Using Postgres and TimescaleDB with Node.js series: Part 2

Author: David Fekke

Published: 6/11/2021

This is part two of a three part series on using Postgres DB with Node.js.

Read part one here.

In the first part of this series I wrote about how to get an instance of Postgres or TimescaleDB running and communicating with Node.js. In this post we will describe how tables and indexes are used to store and query data. We will also cover DDL, DML and DQL SQL statements.

Tables and Indexes

Relational database software is composed of specific database objects such as tables and indexes. Some systems also have objects like sequences. This will depend on the vendor.

Tables are used to store your raw data. Tables are composed of columns and rows. You will use columns to store individual fields in your table, while rows are used to store entire records.

table

Defining Tables

Creating tables is fairly simple. This can be done with a CREATE TABLE statement. This kind of query is considered part of the Data Definition Language or DDL for short.

Lets’ say we wanted to create a table for storing persons. We would probably need to have columns for the person’s name, the date the record was created and some sort of record identifier or id. We could create a table like this with the following statement in Postgres;

CREATE TABLE person (
    id SERIAL PRIMARY KEY,
    firstname TEXT NOT NULL,
    lastname TEXT NOT NULL,
    createdate TIMESTAMP DEFAULT NOW() NOT NULL,
    active BOOLEAN DEFAULT TRUE NOT NULL
);

In the table we just created we have a column we defined as id which will be the primary key for our table. The primary key is the way we can uniquely identify a specific record in our table. In the example above we have given it a type of SERIAL which tells Postgres to autogenerate a new value every time we create a new record. Internally this value is stored as an INTEGER.

For the firstname and lastname we created TEXT columns. The TEXT type can represent any varying sized text data in that column. Most database systems allow the developer to limit the size of these columns using a VARCHAR type. So if we only want to allow the column to store a maximum of 30 characters, we can express that by defining a VARCHAR(30).

Most of the columns in our table end with a NOT NULL. This tells Postgres that we will not allow a record to be added to our table unless it has a non-null value for that column. We could also have specified NULL. This will allow the column to store NULL values.

We can also specify a DEFAULT value. For our createdate column and our active columns, we have specified a default value. For the createdate column we are using the NOW() function to use Postgres for the date if we do not pass a value into that column. The active column can by true or false, so I used a default of TRUE.

Indexes

Most relational databases allow for the creation of indexes. Indexes make it possible to quickly search through a table for a row or rows by maintaining a reference to a column in a table. You will want to add an index to any column that you want to reference in query for specifically related rows.

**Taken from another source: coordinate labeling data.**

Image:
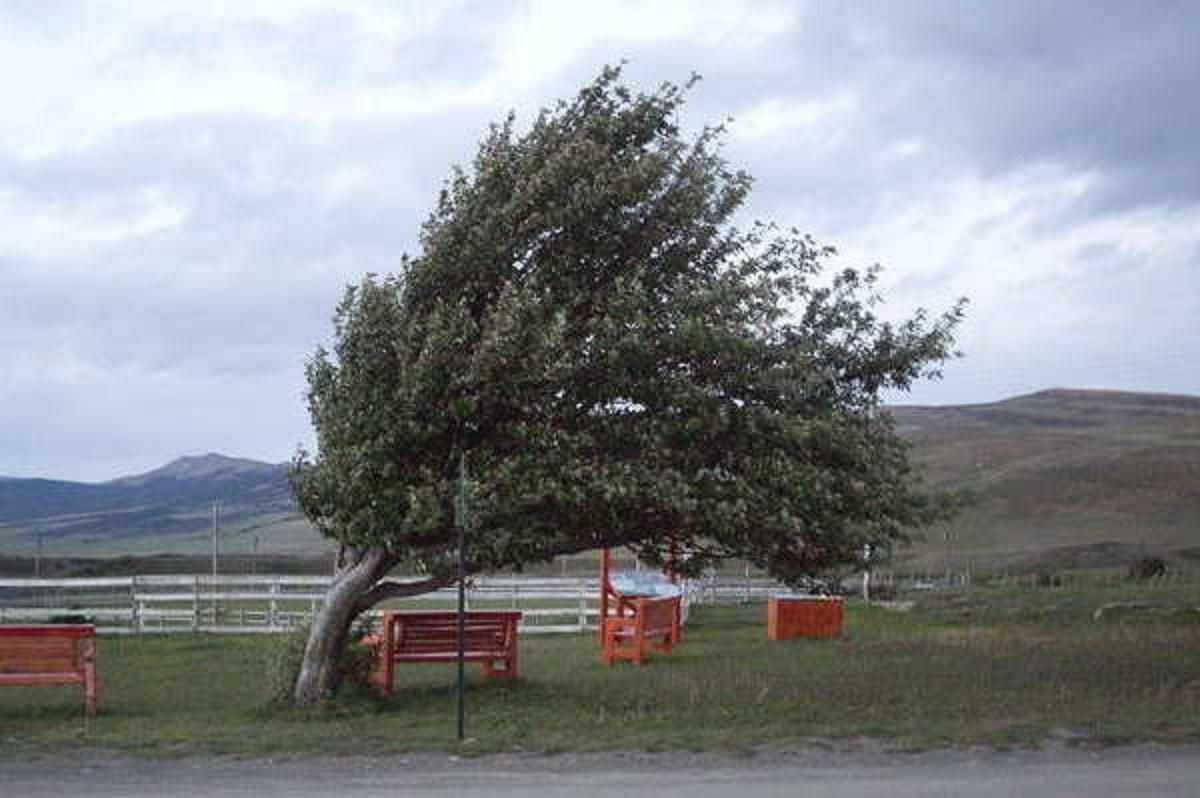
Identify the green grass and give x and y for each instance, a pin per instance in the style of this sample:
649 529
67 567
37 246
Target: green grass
993 666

CREATE UNIQUE INDEX person_firstname_idx ON person (firstname);

Structured Query Language (SQL)

One of the hallmarks of relational databases is the Structured Query Language, or SQL for short. SQL is actually a standard. While most database software will have their own flavor of SQL, they all should at least correspond to an ANSI SQL standard.

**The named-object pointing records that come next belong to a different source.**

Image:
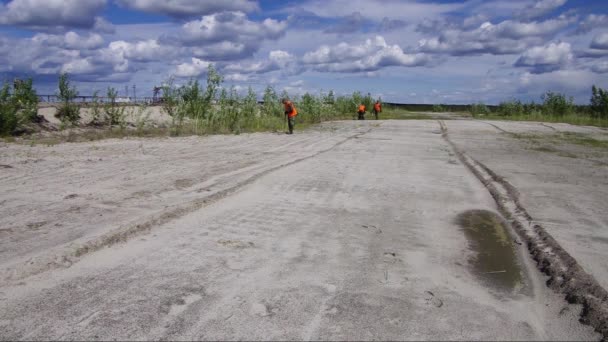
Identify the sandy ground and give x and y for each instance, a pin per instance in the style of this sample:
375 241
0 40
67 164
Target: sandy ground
346 231
563 186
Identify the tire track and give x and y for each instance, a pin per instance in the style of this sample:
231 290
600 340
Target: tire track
566 276
64 257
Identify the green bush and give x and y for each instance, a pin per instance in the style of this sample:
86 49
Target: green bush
68 112
480 108
510 108
115 113
439 108
599 102
556 104
18 108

The idea is if write a query for one vendor, it should work for all of the other vendors as long as you follow that standard. I have worked at a couple of companies that used the same SQL queries across multiple database systems from different vendors.

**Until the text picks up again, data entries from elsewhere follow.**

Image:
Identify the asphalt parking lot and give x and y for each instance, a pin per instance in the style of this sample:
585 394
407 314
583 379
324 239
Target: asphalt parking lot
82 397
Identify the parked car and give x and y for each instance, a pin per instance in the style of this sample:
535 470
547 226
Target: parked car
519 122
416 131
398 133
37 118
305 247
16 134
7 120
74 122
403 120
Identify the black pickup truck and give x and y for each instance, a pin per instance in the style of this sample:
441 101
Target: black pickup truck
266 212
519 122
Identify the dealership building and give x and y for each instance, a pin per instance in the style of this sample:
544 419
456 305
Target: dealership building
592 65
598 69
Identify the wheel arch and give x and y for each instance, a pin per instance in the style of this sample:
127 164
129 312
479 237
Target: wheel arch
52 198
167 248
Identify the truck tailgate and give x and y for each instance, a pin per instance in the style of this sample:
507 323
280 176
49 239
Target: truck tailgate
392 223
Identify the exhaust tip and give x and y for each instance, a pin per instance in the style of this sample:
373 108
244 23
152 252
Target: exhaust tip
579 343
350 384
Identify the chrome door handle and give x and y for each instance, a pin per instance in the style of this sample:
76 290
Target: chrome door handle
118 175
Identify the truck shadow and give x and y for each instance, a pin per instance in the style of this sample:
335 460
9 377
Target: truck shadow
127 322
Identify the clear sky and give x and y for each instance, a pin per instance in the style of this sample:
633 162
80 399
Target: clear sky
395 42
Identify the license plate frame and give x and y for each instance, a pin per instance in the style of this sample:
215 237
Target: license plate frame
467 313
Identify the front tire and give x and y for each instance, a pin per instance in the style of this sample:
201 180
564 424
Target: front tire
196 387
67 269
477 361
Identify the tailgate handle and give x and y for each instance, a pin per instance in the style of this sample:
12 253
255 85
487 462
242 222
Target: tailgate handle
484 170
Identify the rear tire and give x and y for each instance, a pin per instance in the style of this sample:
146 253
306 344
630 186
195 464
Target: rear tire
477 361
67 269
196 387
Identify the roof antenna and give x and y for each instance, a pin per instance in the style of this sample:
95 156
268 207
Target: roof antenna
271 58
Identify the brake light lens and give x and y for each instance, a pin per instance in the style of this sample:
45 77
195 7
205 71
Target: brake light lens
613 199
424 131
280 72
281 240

SQL has essentially four commands that you can use when you are writing queries.

  • SELECT
  • INSERT
  • UPDATE
  • DELETE

The SELECT command is used to query data from the table. The INSERT command is used to add records to a table. UPDATE is used to update columns in a table, and DELETE is used to remove records from a table.

The INSERT, UPDATE and DELETE commands are all considered a Data Manipulation Language or DML. The SELECT command is usually just used for querying data from tables, and is considered a Data Query Language.

SELECT

Lets’ say we have a table that stores an entity called person. If we want to query all of the records from that person table, we can express that with the following SQL statement.

SELECT * 
FROM person;

The query above will return all rows from our table. If we only need the id, firstname and lastname from that table, we can express that with the following query.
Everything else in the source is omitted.